China’s manufacturing contracted for the first time since February 2009 as the property market cooled and Europe’s crisis cut export demand, a survey showed.
The Purchasing Managers’ Index fell to 49.0 in November from 50.4 in October, the China Federation of Logistics and Purchasing said in a statement today. The median estimate in a Bloomberg News survey of 18 economists was 49.8. A level above 50 indicates expansion.
The central bank last night announced the first cut in banks’ reserve requirements since 2008, moving two hours before the U.S. Federal Reserve led a global effort to ease Europe’s sovereign-debt crisis. The move will add about 370 billion yuan ($58 billion) to the financial system and more reductions may follow as the government seeks to support growth, Citigroup Inc. said.
“China’s economic growth faces significant downside risks in the first half of 2012,” Zhang Zhiwei, chief China economist at Nomura International Hong Kong Ltd., said before today’s release. “The property sector has reached a tipping point and exports are set to weaken,” said Zhang, who previously worked at the International Monetary Fund.
The Shanghai Composite Index fell 3.3 percent yesterday, the biggest decline in almost four months.
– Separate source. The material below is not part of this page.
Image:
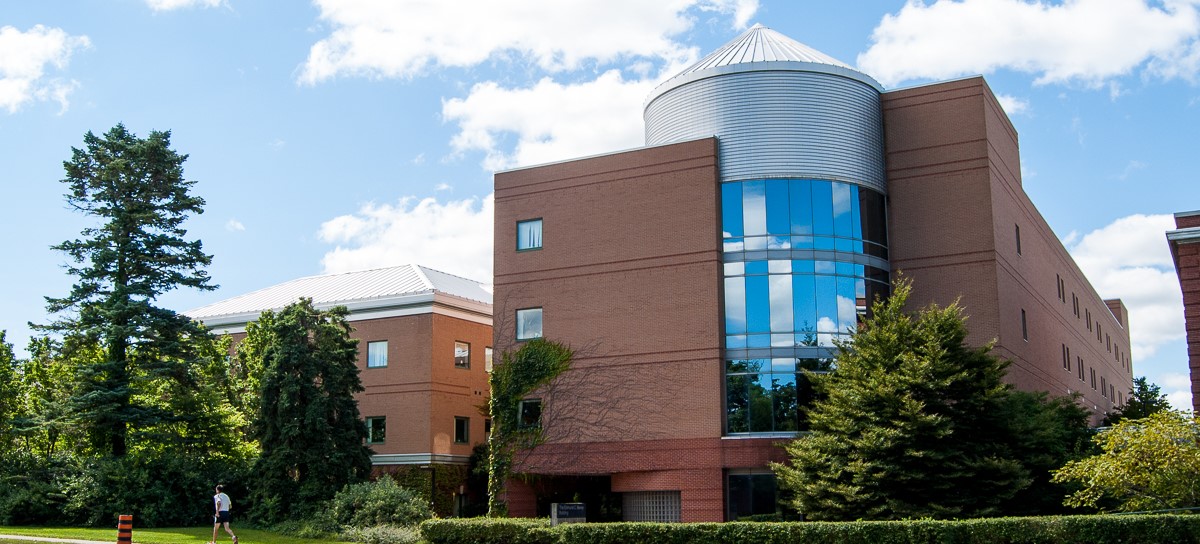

India yesterday reported that its economy grew the least in two years and Thailand cut interest rates as a slowdown in Asia limits the region’s ability to support a faltering world recovery.
Weaker Demand
The manufacturing index compiled by the logistics federation and National Bureau of Statistics is based on a survey of purchasing managers in more than 820 companies in 20 industries.
JinkoSolar Holding Co., a Chinese maker of solar panels, said last week third-quarter net income fell 74 percent from a year earlier on slumping prices. The company, based in eastern Jiangxi province, also cut its full-year shipment estimate by as much as 23 percent citing weaker demand from Europe.
“China’s growth will slow further over the next six months,” Li Wei, a Shanghai-based economist with Standard Chartered Plc said before the data. “If the deterioration in Europe and the U.S. accelerates in the first half of next year, the government will have to put maintaining growth as its top priority.”